Die Frage, ob es auch Heiratswillige gibt, die sich am 29. Februar das Ja-Wort geben und so nur alle vier Jahre ihren Hochzeitstag feiern können (oder müssen), wurde von ihr und den Amtskollegen in Viöl, Eiderstedt sowie Bredstedt verneint. „In diesem Jahr stehen keine Trauungen an“, heißt es aus diesen Standesämtern. Lediglich auf der Insel Pellworm wird es eine Hochzeit geben. Auch im Amt Nordsee-Treene, wo Holger Funk als Standesbeamter tätig ist, will an diesem Montag niemand heiraten. Doch in früheren Schaltjahren war das durchaus schon mal der Fall: „Im Jahr 2000, lange vor der Ämter-Fusion, gab es im damaligen Standesamt Friedrichstadt eine Trauung am 29. Februar.“ Und 2008 hatte er zumindest eine Anfrage für diesen Tag. „Das Paar ließ sich dann in Husum trauen“, sagt er mit leisem Bedauern, denn das wäre auch für ihn ein Ereignis gewesen.

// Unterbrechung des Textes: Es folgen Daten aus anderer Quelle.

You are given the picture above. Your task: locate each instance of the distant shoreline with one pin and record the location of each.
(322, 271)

Wissenschaftlich erklärt ist es so, dass das Jahr üblicherweise 365 Tage hat, weil die Erde diese Zeit benötigt, um einmal um die Sonne zu kreisen. Tatsächlich braucht sie dafür aber etwas länger, nämlich exakt 365 Tage, fünf Stunden, 55 Minuten und zwölf Sekunden. Macht summa summarum 365 ¼ Tage pro Jahr. Und so sammelt sich in vier Jahren ein zusätzlicher Tag an. Damit dieser nicht verloren geht, hat das Jahr in schöner Regelmäßigkeit 366 Tage.

Dass ausgerechnet der Februar um einen Tag verlängert wurde, liegt daran, dass der Februarius im römischen Kalender ursprünglich an zwölfter Stelle stand, also am Ende eines Jahres. Und so wurde der sich zusätzlich ergebene Tag dort eingearbeitet.